A variety of numerical frameworks have been employed to reconstruct the properties of the solar wind and to investigate their generalisation to stellar winds. Examples of this include PLUTO (Mignone et al. 2007), which was used to produce polytropic wind descriptions (e.g., Réville et al. 2016; Pantolmos & Matt 2017; Desai et al. 2020), and the work of Usmanov et al. (2000), which introduced a multi-dimensional (2D) model of the solar wind that includes Alfvén wave turbulence, and has been further developed to a fully turbulence-driven, three-dimensional description (Usmanov et al. 2011, 2014). The Alfvén Wave Solar Model (AWSoM, van der Holst et al. 2014), as part of the Space Weather Modelling Framework (Tóth et al. 2012), was also used to generate wind descriptions based on the dissipation of Alfvén waves (e.g., Oran et al. 2013; Boro Saikia et al. 2020). Another model that incorporates the reflection of Alfvén waves is the work of Shoda et al. (2019). These models were refined to include many complex physical aspects of the solar wind, such as ion temperature anisotropy (van der Holst et al. 2014), the parametric decay instability of Alfvén waves (Shoda et al. 2019), and synoptic magnetograms as boundary conditions of the surface magnetic field (Oran et al. 2013; Boro Saikia et al. 2020).

We do not aim to rival the complexity of these frameworks, but instead to produce a simple model description of the solar wind by coupling the 3D magnetohydrodynamic (MHD) code NIRVANA with a numerical framework for calculating the turbulent coronal heating rate (Cranmer 2010); this is the first time NIRVANA has been used in this manner. Observational data gathered from the Parker Solar Probe provide empirical constraints for the results of our simulations. Establishing a model description of the solar wind that is consistent with empirical data is an important step in studying the properties of solar-like stellar winds. This can be achieved by adjusting such a model to the input parameters of a larger sample of Sun-like exoplanet host stars.

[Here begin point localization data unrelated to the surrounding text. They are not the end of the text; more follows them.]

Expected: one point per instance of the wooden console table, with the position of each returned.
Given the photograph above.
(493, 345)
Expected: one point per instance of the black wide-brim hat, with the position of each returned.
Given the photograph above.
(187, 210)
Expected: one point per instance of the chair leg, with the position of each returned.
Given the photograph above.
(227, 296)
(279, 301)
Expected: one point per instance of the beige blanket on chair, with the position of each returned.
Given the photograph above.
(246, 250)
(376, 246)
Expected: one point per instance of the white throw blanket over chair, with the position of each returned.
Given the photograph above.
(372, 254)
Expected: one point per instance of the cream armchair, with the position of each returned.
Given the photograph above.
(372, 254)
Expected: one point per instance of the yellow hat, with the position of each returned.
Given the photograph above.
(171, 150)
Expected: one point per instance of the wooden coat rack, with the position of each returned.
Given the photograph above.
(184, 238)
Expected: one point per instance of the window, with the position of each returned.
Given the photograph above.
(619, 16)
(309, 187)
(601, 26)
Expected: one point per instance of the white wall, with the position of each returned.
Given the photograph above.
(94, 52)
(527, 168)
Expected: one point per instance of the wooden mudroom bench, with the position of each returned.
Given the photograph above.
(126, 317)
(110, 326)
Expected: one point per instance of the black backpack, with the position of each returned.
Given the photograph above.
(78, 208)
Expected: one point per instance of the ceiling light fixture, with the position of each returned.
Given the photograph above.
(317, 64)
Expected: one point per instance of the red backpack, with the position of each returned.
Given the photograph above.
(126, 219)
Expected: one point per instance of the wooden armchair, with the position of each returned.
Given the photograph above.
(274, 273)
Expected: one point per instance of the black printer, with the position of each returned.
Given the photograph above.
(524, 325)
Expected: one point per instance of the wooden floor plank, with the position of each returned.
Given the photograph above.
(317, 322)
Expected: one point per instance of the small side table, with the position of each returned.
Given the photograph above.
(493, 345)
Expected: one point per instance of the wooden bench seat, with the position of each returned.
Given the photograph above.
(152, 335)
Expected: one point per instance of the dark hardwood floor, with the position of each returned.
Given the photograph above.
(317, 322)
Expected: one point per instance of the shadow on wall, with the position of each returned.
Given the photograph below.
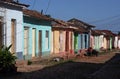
(73, 70)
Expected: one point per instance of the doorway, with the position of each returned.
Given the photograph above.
(40, 43)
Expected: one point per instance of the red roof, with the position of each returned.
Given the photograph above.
(33, 13)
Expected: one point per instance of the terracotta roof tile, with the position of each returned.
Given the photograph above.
(33, 13)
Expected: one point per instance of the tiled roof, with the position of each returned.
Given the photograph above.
(103, 32)
(63, 24)
(35, 14)
(80, 23)
(12, 2)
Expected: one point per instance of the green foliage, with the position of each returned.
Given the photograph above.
(7, 59)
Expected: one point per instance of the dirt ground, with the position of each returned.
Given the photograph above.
(105, 66)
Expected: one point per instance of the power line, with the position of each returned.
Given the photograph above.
(48, 6)
(105, 19)
(34, 4)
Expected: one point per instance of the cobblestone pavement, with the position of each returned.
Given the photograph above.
(105, 66)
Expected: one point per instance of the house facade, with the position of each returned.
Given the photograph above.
(37, 34)
(81, 37)
(11, 25)
(62, 38)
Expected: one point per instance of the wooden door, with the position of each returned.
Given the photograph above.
(40, 43)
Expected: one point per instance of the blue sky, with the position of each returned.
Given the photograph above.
(102, 13)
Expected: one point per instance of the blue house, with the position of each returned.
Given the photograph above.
(11, 25)
(37, 33)
(82, 36)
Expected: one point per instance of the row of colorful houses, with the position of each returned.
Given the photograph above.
(33, 34)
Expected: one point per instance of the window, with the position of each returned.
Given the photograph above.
(47, 39)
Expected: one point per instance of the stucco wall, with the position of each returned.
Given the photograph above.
(18, 16)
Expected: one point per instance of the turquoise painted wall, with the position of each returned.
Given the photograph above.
(39, 25)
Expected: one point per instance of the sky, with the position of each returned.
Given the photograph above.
(104, 14)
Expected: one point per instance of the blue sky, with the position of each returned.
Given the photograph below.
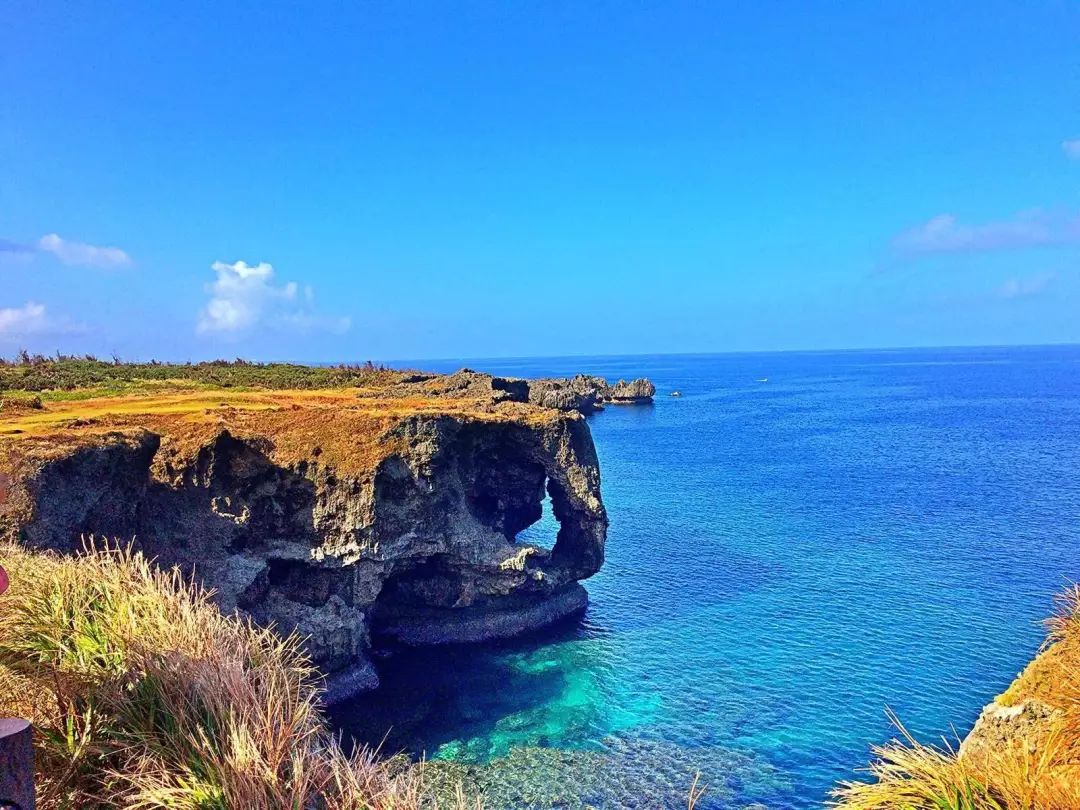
(385, 180)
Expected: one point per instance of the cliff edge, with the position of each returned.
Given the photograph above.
(390, 510)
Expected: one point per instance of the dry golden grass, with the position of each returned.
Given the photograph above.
(144, 696)
(1025, 766)
(342, 430)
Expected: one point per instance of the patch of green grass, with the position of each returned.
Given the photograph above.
(69, 377)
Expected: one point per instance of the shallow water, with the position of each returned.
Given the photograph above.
(785, 559)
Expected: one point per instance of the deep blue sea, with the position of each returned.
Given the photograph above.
(786, 559)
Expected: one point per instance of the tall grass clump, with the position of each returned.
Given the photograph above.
(143, 694)
(1030, 766)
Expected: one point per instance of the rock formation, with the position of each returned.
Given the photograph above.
(634, 392)
(586, 393)
(390, 513)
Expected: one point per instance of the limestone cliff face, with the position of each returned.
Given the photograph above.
(412, 536)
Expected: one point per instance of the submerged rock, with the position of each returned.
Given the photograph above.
(395, 513)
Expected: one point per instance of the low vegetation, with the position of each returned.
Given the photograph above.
(143, 694)
(1029, 761)
(54, 377)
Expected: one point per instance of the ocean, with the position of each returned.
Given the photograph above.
(798, 543)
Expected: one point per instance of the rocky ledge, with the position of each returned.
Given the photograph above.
(340, 514)
(585, 393)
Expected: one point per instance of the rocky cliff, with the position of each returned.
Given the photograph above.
(342, 514)
(586, 393)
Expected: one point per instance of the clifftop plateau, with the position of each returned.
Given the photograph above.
(389, 508)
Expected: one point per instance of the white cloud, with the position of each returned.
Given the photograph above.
(82, 254)
(27, 320)
(1025, 287)
(945, 233)
(244, 296)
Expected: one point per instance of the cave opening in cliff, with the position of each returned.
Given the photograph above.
(544, 529)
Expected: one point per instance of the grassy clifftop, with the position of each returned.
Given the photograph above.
(340, 415)
(1023, 754)
(56, 376)
(144, 696)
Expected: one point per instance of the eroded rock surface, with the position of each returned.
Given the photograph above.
(340, 516)
(588, 393)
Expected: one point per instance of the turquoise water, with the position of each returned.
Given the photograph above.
(785, 559)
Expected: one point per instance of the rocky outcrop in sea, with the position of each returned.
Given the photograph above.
(392, 513)
(586, 393)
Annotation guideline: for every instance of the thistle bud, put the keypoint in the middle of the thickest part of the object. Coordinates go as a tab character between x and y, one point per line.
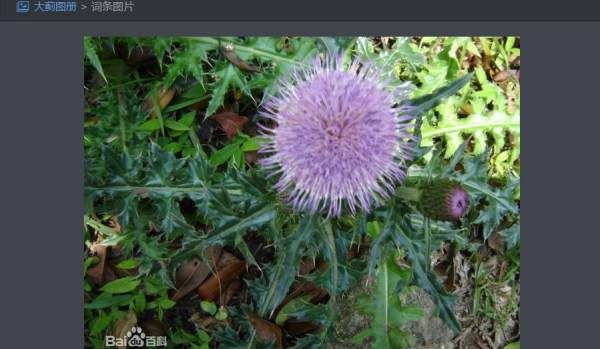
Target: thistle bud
444	200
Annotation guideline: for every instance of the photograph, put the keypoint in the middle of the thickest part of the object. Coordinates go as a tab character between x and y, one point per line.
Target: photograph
301	192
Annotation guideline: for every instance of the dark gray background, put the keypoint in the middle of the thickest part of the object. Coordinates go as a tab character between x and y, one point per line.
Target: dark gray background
41	201
322	10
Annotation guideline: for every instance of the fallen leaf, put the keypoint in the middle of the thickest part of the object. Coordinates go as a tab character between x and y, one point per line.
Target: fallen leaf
505	75
124	325
212	288
101	273
300	289
164	98
496	242
153	327
192	273
299	328
230	291
266	331
204	322
230	122
251	156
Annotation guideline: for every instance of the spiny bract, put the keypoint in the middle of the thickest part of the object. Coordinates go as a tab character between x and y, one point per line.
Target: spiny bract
338	137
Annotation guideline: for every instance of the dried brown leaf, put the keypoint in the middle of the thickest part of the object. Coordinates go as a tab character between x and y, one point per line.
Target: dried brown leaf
192	273
266	331
230	291
212	288
124	324
101	273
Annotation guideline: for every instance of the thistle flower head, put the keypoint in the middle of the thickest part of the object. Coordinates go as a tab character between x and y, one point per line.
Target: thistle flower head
444	200
338	136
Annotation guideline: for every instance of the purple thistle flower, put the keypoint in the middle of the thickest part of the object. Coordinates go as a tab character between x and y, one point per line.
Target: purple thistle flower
340	137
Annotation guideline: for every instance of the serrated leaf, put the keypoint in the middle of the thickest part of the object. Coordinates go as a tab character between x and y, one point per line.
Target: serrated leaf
106	300
425	103
283	273
150	125
427	280
388	313
175	125
122	285
128	264
226	78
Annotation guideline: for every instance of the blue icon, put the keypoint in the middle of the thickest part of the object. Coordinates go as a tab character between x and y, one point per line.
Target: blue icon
22	6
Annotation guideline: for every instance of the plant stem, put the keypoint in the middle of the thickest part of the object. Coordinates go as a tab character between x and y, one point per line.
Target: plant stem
427	229
408	193
252	50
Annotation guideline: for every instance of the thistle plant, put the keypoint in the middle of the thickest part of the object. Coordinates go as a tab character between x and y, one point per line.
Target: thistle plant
339	137
444	200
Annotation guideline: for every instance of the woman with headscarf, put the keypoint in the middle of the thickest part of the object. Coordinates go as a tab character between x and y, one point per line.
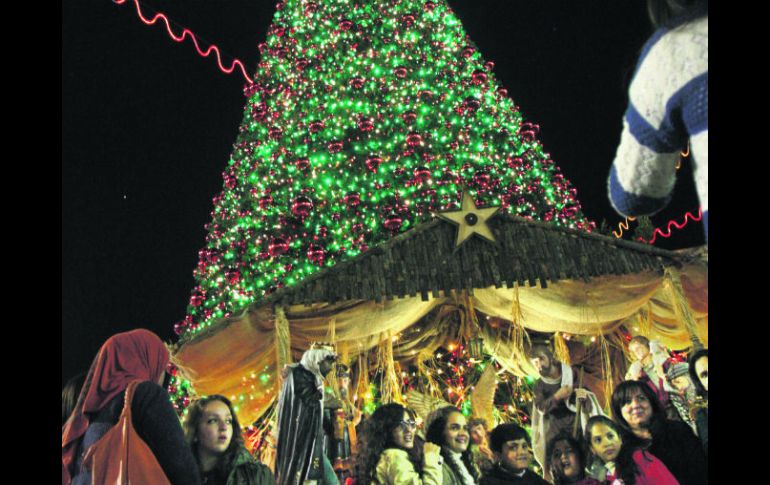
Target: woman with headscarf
133	361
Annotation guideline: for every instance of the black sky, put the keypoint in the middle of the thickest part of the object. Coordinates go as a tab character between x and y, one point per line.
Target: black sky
147	128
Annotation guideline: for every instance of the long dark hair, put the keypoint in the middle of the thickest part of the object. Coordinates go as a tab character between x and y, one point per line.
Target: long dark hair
193	420
664	13
377	436
576	446
702	392
621	397
625	466
69	395
435	434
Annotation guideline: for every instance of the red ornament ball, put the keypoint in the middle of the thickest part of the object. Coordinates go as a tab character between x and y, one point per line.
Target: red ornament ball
352	199
482	180
421	175
373	163
365	124
233	277
310	9
196	300
259	111
278	245
478	77
470	105
316	254
393	222
301	207
527	136
265	201
275	133
413	139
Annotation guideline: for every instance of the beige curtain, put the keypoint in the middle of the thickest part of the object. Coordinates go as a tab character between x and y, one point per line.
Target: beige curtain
239	358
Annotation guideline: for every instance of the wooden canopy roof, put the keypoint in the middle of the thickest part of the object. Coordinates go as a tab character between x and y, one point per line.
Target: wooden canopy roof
424	261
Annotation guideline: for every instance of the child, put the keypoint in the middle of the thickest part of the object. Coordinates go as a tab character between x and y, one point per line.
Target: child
624	465
513	452
566	462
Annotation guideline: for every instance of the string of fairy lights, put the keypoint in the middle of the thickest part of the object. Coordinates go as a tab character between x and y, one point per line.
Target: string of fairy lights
361	120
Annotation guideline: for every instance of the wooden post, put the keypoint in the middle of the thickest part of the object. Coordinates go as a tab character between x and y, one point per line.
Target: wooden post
576	426
282	341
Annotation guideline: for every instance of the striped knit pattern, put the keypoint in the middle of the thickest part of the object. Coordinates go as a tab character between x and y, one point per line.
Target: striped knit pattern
668	106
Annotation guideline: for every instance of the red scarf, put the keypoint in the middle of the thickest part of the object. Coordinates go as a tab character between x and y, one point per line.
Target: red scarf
124	357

This paper is structured as follows: in Sect. 2, we describe the main parts of our model. Section 2.1 describes the code we used, as well as the initial and boundary conditions we implemented, and Sect. 2.2 summarises the wave-turbulence-driven heating routine that we coupled to the general MHD code. Section 3 is concerned with the evaluation of observational data to derive empirical constraints for our model. In Sect. 4, we present the results of our solar wind model and discuss the limitations we encountered. We compare our model to the evaluated observational constraints in Sect. 4.1, and to a polytropic wind model generated with NIRVANA in Sect. 4.2. We summarise our findings in Sect. 5.

2. Model description

We used the generalised 3D MHD code NIRVANA (Ziegler 2008) to create a model of the solar wind based on an explicit, wave-turbulence-driven heating mechanism (Cranmer 2010), as described below.

2.1. Numerical model

NIRVANA is a grid-based C-code that solves – in its full complexity – the time-dependent equations of a gas-dynamical system, including non-relativistic, compressible magnetohydrodynamics, dissipative processes, ambipolar diffusion, self-gravity, and source terms in force and energy (Ziegler 2008). It supports Cartesian, cylindrical, and spherical geometries in 2D and 3D, adaptive mesh refinement, and serial or parallel operation.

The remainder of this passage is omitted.